Wednesday, July 29, 2020

Listening to Prestige 505: Gene Ammons

LISTEN TO ONE: I Sold My Heart
to the Junkman

Gene Ammons played back to back sessions in October of 1961, with different lineups, for two different albums, although some tunes from each session would end up on each album.

Art Taylor and Ray Barretto supplied the percussion for both sessions, both of them familiar sounds to Prestige listeners, particularly Taylor, who had appeared on 65 earlier Prestige sessions. George Duvivier, who played on the October 18 session, was another regular, with 33 previous appearances.

Art Davis was the other bass player. He had first been heard on a Prestige recording just the week earlier,
appearing on Oliver Nelson's epic Afro-American Sketches. Ammons and  producer Esmond Edwards blended youth and experience on both dates, with Davis (age 24) paired with Walter Bishop Jr. (age 34) on piano, while the veteran Duvivier (age 41) was matched with Patti Bown (30).

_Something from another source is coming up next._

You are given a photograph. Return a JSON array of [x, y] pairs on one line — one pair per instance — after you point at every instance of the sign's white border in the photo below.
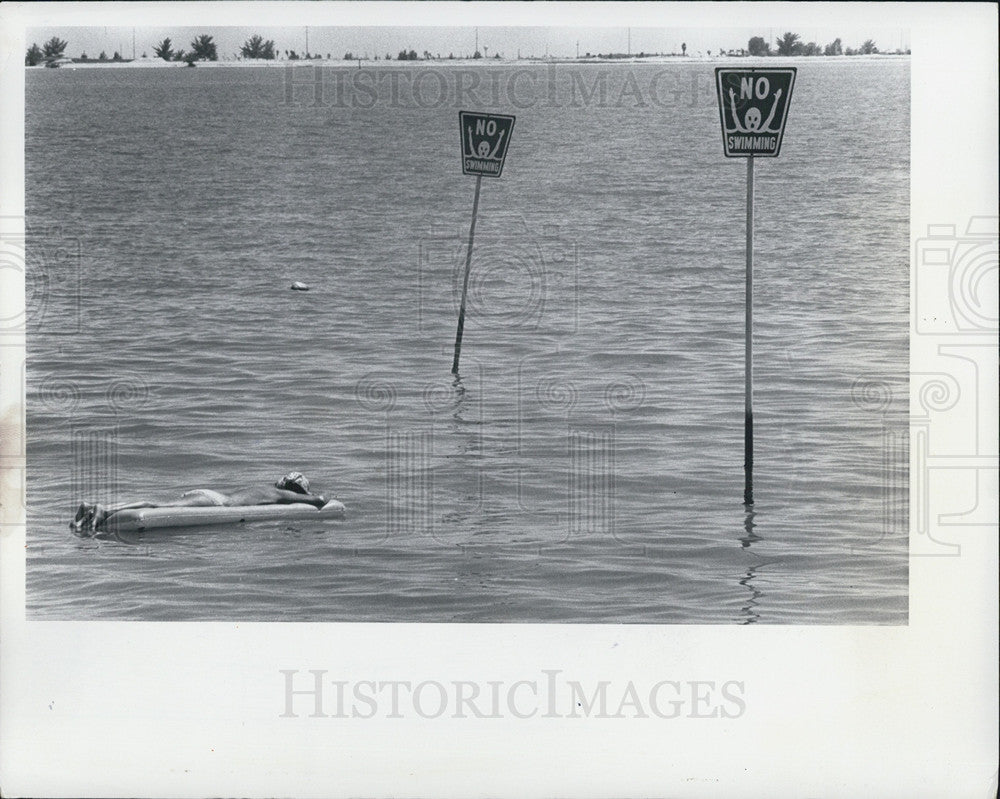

Both Davis and Bown had classical as well as jazz backgrounds. Bown moved early into jazz and stayed there, but Davis, regarded by many as one of the finest musicians of his generation, continued to work, and excel, in both worlds.

And he paid for it. Although he played with major symphony orchestras, those positions were hard to come by for an African American, and in 1969 he filed a discrimination lawsuit against the New York Philharmonic, which up until that time, had employed exactly one Black musician. He lost the lawsuit, but his activism led to the practice of blind auditions, where the judges could not see the race or gender of the applicant who was playing. But activism often comes with a price, and for Davis the price was a blacklist. He found it hard to get employment as a musician in the 1970s, and this was a man who was known to be John Coltrane's favorite bassist, who had been described as a "forgotten genius" by Ahmad Jamal and "beyond category" by critic Nat Hentoff.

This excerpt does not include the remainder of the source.